ATP Synthase K + - and H + -Fluxes Drive ATP Synthesis and Enable Mitochondrial K + -"Uniporter" Function: I. Characterization of Ion Fluxes.

ATP synthase (F 1 F o ) synthesizes daily our body's weight in ATP, whose production-rate can be transiently increased several-fold to meet changes in energy utilization. Using purified mammalian F 1 F o -reconstituted proteoliposomes and isolated mitochondria, we show F 1 F o can utilize both ΔΨ m -driven H + - and K + -transport to synthesize ATP under physiological pH = 7.2 and K + = 140 mEq/L conditions. Purely K + -driven ATP synthesis from single F 1 F o molecules measured by bioluminescence photon detection could be directly demonstrated along with simultaneous measurements of unitary K + currents by voltage clamp, both blocked by specific F o inhibitors. In the presence of K + , compared to osmotically-matched conditions in which this cation is absent, isolated mitochondria display 3.5-fold higher rates of ATP synthesis, at the expense of 2.6-fold higher rates of oxygen consumption, these fluxes being driven by a 2.7:1 K + : H + stoichiometry.

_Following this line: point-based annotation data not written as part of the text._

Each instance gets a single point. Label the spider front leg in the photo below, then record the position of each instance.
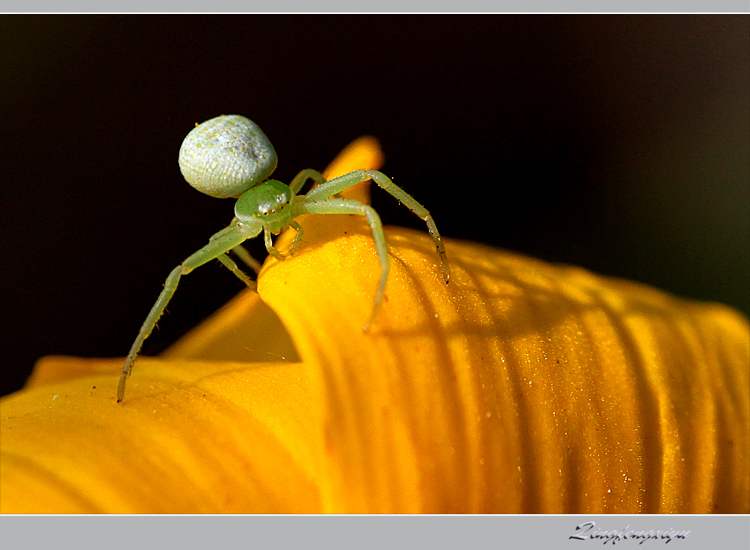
(346, 181)
(217, 247)
(295, 244)
(308, 174)
(345, 206)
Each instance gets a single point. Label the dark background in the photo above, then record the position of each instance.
(617, 143)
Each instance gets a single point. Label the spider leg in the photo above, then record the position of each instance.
(345, 206)
(295, 244)
(346, 181)
(218, 245)
(241, 275)
(300, 179)
(245, 256)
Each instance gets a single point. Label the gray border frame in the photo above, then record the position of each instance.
(374, 532)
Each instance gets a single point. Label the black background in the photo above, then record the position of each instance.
(617, 143)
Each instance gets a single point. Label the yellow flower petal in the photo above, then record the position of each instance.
(518, 387)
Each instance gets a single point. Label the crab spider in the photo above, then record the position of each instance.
(230, 156)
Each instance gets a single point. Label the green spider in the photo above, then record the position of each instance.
(230, 156)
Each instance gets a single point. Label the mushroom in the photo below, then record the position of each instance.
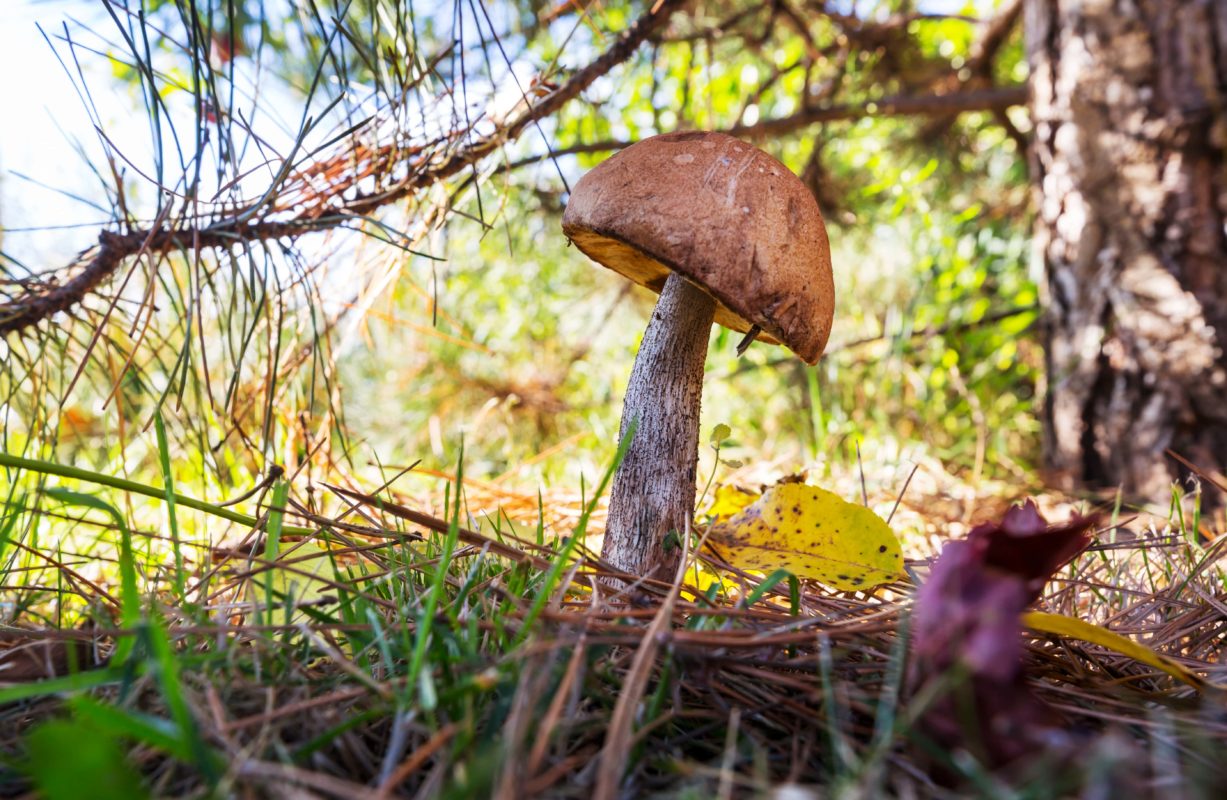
(723, 232)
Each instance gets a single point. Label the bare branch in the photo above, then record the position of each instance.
(46, 298)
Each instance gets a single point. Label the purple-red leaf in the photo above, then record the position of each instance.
(967, 621)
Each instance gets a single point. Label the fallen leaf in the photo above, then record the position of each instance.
(728, 501)
(968, 621)
(1092, 633)
(812, 534)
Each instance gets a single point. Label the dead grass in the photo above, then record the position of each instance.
(506, 668)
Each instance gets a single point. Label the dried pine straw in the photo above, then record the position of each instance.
(568, 690)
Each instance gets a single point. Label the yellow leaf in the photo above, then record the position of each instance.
(1077, 628)
(728, 501)
(812, 534)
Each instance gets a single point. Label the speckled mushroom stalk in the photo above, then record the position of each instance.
(653, 488)
(724, 233)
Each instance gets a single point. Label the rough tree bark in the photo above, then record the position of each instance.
(1128, 101)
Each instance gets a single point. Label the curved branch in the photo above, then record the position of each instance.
(106, 258)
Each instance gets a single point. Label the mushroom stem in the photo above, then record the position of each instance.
(654, 486)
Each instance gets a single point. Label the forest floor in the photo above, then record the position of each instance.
(470, 653)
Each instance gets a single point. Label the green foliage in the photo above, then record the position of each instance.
(66, 756)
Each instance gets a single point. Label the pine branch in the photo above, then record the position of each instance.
(100, 263)
(992, 100)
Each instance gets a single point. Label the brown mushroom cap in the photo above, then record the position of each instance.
(725, 215)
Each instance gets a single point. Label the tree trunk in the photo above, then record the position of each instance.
(1130, 135)
(654, 486)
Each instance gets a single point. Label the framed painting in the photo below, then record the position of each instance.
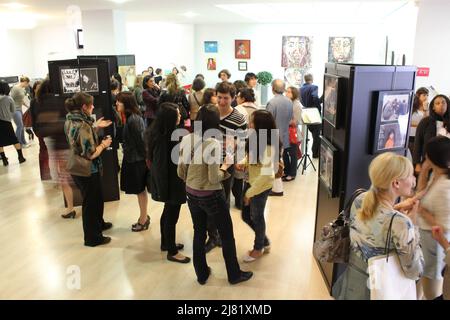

The excellent agreement between the functional data obtained from purified F 1 F o single molecule experiments and ATP synthase studied in the intact mitochondrion under unaltered OxPhos coupling by K + presence, is entirely consistent with K + transport through the ATP synthase driving the observed increase in ATP synthesis. Thus, both K + (harnessing ΔΨ m ) and H + (harnessing its chemical potential energy, Δμ H ) drive ATP generation during normal physiology.